Let me explain. With some classic manufacturing tasks—let’s imagine a very simple one, like turning an hex key—you can do x turns per hour times y hours. With many high-value jobs, and even ambiguously defined median-value jobs, that isn’t true. In my not-tremendous-but-not-zero experience in coding, having one person stuff as much of the code base—that is, the problem space—into their head as possible makes the work better. The person learns a lot about edge cases and keeps larger parts of the codebase in their mind. The cost of attempting to explain the code base to another person is much higher than keeping it all in one’s head.

Among professors, the ones who’ve read the most and written the most usually exponentially better than those who have read 75% and written 75% as much. They’re 5x as valuable, not 33% more valuable.

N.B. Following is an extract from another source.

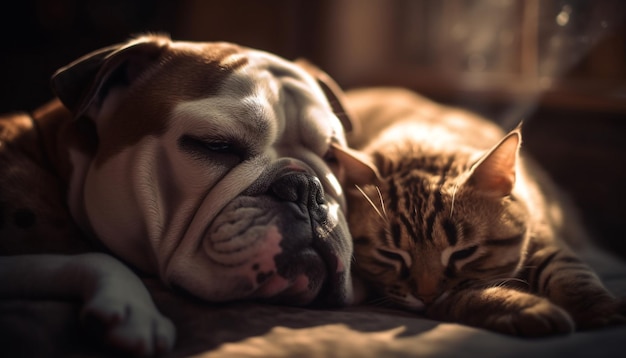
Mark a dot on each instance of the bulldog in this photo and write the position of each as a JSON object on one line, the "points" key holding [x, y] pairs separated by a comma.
{"points": [[212, 166]]}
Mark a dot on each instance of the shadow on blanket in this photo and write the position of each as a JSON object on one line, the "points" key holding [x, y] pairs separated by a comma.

One sees similar patterns recur across cognitively demanding fields. Once a person has put in the 10,000 hours necessary to master that field, each additional hour is highly valuable, and, even better, the problem domain is better understood. That’s part of the reason law firms charge so much for top lawyers. Those top lawyers have skills that can only be developed through extensive, extreme practice.

I see this effect in grant writing: we don’t split proposal tasks because doing so vastly increases the communication overhead. I’m much more efficient in writing an entire proposal than two or three people could be each writing parts. We’ve rescued numerous doomed proposals from organizations that attempted this approach and failed.

Many of you have probably heard about unfinished and perhaps unfinishable projects (often initiated by government). Here’s a list of famous failed software projects. Some of those projects simply become so massive that latency and bandwidth between the workers in the project overwhelm the doing of actual work. The project becomes all management and no substance. As I mentioned in the previous paragraph, we’ve seen many grant proposals fail because of too many writers and no real captain. At least with proposals, the final work product is sufficiently simple that a single person can write an entire narrative. In software, thousands of people or more may contribute to a project (depending on where you draw the line, hundreds of thousands may contribute: does anyone who has worked on the compiler or version control system or integrated development environment (IDE) count?).

Put these trends together and you get people working more because the costs of splitting up tasks are so much higher. If you put five junior lawyers on a project, they may come up with a worse answer or set of answers than a single senior lawyer who has the problem space in his head. The same thing could conceivably be true in software as well. The costs of interconnection are real. This will increase inequality because top people are so valuable while simultaneously meaning that a person can’t earn x% of the income through x% of the work. A person must do 100% or not compete at all.

This is also consistent with changes in financial remuneration, which the original author considers. It’s also consistent with Paul Graham’s observations in “The Refragmentation.”

Finally, there may also be signaling issues. Here is one Robin Hanson post on related concerns. At some point, Hanson described working for Lockheed before he did his Ph.D., and if I recall correctly he tried to work fewer hours for commensurately lower pay, and that did not go over well. Maybe Lockheed was cognizant of the task-splitting costs I note above, or maybe they were more concerned with what Hanson was communicating about his devotion to the job, or what example he’d set to the others.

So earning may not be scalable. It may be binary. We may not be “working” less because we’re poor. We may be working less because the nature of many tasks and occupations are binary: You win big by working big hours or don’t work much at all.

EDIT: See also “You Don’t Need More Free Time,” which argues that we may not need more free time, but rather the right free time—when our friends are free. I also wonder if too much “free” time is also enervating in its own way.